United States v. Rosario, (N.D. Ill. 2017)
After a burglary of a store that sold guns and rare coins, investigators obtained subscriber information for a phone number from which an after-hours call to the store was placed. Following this slim clue, investigators found that it was Rosario’s cell phone. Investigators then obtained cell site location information (CSLI)—without a warrant or other court order—for the phone and placed the phone at the scene and time of the burglary.
After Rosario was charged, he asked that the CSLI be suppressed because the investigators did not obtain a warrant for the information. This fact pattern can be seen in dozens of cases across the nation. In most prosecutions, as in Rosario’s case, courts apply the “third-party doctrine,” ruling that the information is willingly disclosed to a third party (the cell phone service provider) and therefore doesn’t trigger the Fourth Amendment search warrant requirement.

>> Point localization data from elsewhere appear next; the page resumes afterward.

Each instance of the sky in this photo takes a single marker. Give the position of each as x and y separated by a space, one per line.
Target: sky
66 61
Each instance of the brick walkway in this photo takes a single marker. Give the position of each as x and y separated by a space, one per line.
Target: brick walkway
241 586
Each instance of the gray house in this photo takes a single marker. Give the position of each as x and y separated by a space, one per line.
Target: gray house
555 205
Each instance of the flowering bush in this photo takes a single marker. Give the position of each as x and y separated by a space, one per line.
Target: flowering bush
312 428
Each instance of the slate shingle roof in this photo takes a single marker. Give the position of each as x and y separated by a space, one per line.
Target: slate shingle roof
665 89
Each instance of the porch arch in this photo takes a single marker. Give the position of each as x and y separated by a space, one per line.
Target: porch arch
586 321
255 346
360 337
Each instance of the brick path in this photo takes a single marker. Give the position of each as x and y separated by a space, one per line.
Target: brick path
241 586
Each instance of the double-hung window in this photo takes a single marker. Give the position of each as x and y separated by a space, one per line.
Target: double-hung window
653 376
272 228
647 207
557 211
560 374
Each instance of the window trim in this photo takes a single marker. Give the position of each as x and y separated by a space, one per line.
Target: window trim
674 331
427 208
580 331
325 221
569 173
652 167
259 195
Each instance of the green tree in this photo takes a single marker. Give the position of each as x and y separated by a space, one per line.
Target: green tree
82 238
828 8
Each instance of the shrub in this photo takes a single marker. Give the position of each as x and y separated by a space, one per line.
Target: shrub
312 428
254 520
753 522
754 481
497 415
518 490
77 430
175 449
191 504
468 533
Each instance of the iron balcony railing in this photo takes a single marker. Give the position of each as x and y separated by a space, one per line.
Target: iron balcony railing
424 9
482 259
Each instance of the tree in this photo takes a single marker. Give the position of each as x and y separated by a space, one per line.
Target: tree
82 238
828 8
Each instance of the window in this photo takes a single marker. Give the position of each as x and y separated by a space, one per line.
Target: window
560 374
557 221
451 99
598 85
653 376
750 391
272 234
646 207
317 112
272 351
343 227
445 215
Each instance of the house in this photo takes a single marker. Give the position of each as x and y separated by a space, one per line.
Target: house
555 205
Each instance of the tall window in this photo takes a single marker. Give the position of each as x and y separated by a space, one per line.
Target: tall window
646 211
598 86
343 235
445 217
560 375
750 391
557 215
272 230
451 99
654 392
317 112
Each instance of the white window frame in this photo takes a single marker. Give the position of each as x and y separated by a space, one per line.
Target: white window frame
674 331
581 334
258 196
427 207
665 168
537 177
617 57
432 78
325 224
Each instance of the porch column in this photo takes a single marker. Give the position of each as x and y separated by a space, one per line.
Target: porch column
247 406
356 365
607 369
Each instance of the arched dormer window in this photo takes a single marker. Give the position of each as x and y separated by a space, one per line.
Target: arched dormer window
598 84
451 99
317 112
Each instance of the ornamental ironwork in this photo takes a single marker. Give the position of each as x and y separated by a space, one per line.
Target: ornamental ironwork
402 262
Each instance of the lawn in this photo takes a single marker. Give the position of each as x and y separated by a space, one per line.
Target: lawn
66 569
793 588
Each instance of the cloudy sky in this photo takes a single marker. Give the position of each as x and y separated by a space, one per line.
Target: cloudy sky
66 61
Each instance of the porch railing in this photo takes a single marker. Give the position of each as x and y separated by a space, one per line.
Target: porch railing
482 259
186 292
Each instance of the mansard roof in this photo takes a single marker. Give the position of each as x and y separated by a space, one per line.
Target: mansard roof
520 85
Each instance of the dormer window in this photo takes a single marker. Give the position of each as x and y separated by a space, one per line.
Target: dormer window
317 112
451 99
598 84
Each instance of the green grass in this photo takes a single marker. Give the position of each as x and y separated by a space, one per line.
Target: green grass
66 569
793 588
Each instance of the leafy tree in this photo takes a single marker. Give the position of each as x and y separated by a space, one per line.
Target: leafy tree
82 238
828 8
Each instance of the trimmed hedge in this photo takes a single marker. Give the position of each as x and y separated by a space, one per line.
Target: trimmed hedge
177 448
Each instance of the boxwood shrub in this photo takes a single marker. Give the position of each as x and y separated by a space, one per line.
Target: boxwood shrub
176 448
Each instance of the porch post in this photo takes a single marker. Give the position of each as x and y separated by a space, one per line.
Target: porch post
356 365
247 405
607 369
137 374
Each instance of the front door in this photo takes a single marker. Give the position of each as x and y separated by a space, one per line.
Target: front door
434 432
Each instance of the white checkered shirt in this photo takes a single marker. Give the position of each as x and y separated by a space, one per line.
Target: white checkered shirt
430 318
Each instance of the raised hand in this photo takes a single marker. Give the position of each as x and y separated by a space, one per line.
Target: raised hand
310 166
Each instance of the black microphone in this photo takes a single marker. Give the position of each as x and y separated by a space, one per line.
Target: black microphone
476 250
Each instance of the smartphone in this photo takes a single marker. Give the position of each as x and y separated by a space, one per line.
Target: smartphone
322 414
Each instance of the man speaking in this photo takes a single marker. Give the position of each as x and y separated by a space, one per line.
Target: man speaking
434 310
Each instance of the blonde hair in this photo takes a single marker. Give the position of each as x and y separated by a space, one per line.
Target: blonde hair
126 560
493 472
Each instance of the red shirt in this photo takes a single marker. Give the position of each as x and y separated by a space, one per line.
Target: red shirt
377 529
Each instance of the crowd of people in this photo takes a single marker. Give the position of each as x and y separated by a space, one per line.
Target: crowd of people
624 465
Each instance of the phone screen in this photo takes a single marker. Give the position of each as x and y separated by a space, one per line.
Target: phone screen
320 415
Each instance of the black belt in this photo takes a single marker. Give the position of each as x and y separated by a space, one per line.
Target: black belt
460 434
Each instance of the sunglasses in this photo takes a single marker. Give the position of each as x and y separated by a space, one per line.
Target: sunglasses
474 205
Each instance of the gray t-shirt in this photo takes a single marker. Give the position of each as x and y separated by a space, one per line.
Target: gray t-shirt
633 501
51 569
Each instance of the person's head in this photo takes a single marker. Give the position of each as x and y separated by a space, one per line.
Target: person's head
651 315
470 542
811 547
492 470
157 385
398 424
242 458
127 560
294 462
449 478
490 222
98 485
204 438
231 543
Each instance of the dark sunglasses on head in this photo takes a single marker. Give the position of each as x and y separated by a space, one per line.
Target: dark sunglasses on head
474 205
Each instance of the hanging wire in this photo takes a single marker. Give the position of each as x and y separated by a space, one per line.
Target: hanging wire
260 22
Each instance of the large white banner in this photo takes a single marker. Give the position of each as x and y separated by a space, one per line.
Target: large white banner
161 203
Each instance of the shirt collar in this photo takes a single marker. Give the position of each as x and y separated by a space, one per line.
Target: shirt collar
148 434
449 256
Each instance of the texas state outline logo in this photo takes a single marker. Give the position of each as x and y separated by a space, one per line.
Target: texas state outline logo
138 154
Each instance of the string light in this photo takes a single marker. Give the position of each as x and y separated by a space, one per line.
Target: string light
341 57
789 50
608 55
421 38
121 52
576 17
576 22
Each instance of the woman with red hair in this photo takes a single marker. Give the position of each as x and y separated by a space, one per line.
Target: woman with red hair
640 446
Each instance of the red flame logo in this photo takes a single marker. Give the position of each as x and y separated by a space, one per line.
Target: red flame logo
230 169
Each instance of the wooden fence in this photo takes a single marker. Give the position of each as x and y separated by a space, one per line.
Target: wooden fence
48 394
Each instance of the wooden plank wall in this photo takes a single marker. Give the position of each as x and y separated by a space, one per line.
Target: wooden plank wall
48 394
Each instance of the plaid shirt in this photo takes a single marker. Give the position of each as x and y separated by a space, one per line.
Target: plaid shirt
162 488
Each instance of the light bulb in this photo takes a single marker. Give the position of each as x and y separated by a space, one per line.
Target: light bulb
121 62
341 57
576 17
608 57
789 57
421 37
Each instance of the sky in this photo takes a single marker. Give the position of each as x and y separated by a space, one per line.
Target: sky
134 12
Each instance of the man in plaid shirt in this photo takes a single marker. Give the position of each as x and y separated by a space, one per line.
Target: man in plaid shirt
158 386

Every federal circuit court of appeal to consider this fact pattern has ruled that the CSLI was obtained without a Fourth Amendment search. However, the court acknowledged that many have questioned the continuing vitality of the third-party doctrine as it applies to mobile phones and similar devices. There is a petition for certiorari pending in the United States Supreme Court in a case where the circuit court of appeals held that there is no Fourth Amendment search when investigators obtain subscriber information associated with an individual’s internet protocol address from a third-party technology company (United States v. Caira, 833 F.3d 803 (7th Cir. 2016), petition for cert. filed (Sept. 11, 2016) (No. 16-6761)).
Many advocacy groups are weighing in, hoping that the Supreme Court will take its next step in application of the Fourth Amendment to modern technology.